その後、秀吉に協力して高野山に金堂や大塔を建立し、高野山の再興にあたった。天正18年(1590年)には高野山内に興山寺 (廃寺)を開基した。その際、秀吉が後陽成天皇に奏請して勅額が掲げられると共に、「興山上人」の号を賜った。「興山寺」の寺名は、高野山の「中興開山」から来ている。

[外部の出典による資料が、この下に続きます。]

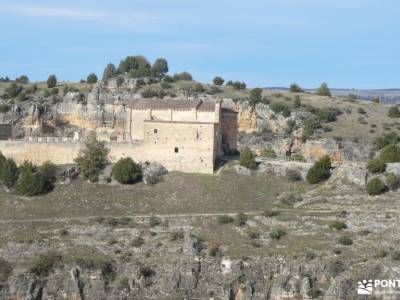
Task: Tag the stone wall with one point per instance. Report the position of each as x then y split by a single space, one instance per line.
195 143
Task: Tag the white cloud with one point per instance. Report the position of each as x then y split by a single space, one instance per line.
45 11
124 19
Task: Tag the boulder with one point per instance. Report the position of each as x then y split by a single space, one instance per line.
393 168
240 170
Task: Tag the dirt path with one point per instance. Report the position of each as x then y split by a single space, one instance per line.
169 216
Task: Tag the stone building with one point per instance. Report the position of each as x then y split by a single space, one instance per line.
5 131
182 135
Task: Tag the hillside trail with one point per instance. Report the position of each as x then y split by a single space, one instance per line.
190 215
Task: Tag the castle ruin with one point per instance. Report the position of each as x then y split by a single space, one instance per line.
182 135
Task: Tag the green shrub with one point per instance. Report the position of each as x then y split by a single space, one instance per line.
376 187
32 183
247 159
336 266
13 90
327 114
237 85
241 219
149 93
225 219
254 235
91 79
126 171
393 181
280 107
295 88
381 253
105 265
92 158
51 81
43 264
183 76
270 213
154 221
386 139
137 242
177 235
109 71
160 67
310 125
390 154
199 88
361 111
396 255
394 112
293 175
337 225
376 165
255 97
268 152
146 272
9 173
4 108
297 101
314 293
49 172
218 80
297 157
320 171
277 233
5 270
345 241
323 90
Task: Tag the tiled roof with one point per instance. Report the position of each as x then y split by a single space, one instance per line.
171 104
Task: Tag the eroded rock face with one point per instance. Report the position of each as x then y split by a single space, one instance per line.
191 277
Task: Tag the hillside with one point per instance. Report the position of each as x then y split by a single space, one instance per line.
238 234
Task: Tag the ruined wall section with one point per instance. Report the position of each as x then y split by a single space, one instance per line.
194 143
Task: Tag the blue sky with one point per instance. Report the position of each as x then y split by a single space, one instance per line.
347 43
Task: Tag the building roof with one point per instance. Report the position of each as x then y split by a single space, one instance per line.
164 104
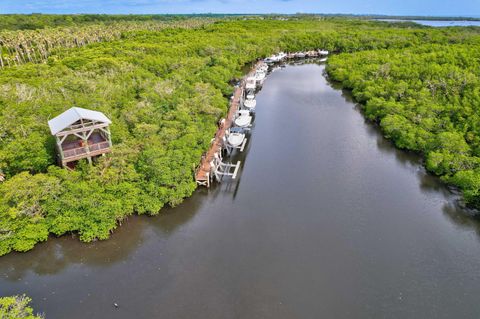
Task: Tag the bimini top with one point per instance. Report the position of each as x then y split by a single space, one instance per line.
73 115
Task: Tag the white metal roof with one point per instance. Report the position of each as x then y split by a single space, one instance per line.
73 115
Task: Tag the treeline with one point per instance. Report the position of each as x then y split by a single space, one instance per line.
41 21
426 98
165 91
35 46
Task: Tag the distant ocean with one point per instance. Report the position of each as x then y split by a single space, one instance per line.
439 23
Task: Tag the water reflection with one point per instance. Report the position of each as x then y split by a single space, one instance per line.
325 206
57 254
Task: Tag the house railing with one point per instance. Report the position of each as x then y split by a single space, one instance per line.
92 148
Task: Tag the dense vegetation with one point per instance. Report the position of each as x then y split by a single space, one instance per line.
426 98
165 90
17 307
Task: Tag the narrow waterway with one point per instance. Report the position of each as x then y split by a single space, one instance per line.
327 220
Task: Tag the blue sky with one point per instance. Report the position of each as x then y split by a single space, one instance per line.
391 7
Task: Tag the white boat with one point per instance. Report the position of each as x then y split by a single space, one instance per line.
251 83
260 76
282 56
263 68
235 139
276 58
250 103
244 119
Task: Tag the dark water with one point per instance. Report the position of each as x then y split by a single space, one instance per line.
328 220
439 23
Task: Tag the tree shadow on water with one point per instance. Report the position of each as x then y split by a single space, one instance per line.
464 218
57 254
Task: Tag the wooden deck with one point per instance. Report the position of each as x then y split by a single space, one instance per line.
73 151
203 172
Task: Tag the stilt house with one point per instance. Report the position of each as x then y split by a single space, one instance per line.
80 133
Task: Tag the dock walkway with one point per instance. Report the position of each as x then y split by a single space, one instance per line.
204 170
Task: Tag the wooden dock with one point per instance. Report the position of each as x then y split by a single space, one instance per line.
203 174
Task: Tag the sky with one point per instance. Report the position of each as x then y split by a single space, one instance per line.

また、同年荒川荘に同名の興山寺も開基している。文禄2年(1593年)には秀吉の母・大政所の菩提所、剃髪寺(青巌寺)を開基した。興山寺 (廃寺)と青巌寺は現在の総本山金剛峯寺の前身となっている。その他にも応其は全国を行脚し寺社の勧進につとめ、造営に携わった寺や塔は97にのぼるとされる。
高野山
金堂、西御堂、御影堂、宝蔵、御社拝殿、大門、看経所、安楽川経蔵、一切経蔵、大塔、上御主殿、勧学院室、南谷大師堂、興山寺 (廃寺)、青巌寺、奥院灯籠堂
高野山寺領(荒川荘)
三船神社、鞆淵八幡神社、興山寺
京都
方広寺(大仏殿、中門)、東寺(塔、講堂、御影堂、灌頂院)、醍醐寺(金堂、塔)、清滝権現、安祥寺、誓願寺、清水寺、清凉寺、三十三間堂、平等院
その他
石山寺、東大寺、室生寺、善光寺、厳島神社
応其は多くの高野衆や各地から集めた何百人もの大工を率いて寺社の大規模造営・整備にあたっていた。豊臣政権の行政機構の中に組み込まれていたわけではないが、実質上寺社造営における豊臣家の作事組織として機能していた。
文禄4年(1595年)の秀次事件では寺院法により豊臣秀次の切腹を阻止しようと抗議したが、青巌寺で秀次の切腹を行なわさせる(仏教五戒の内の殺生を行う)ことを認めざるを得ない苦しい立場に追いやられた。慶長3年(1598年)には秀吉が没して後ろ楯を失い、翌慶長4年(1599年)には青巌寺住職の座を勢誉に譲った。
慶長5年(1600年)、関ヶ原の戦いでは豊臣家との縁の深さから伊勢国の安濃津城(守将:富田信高、分部光嘉)や近江国の大津城(守将:京極高次)における開城交渉にあたった。しかし西軍に通じたと疑われ、戦後は近江飯道寺に隠棲した。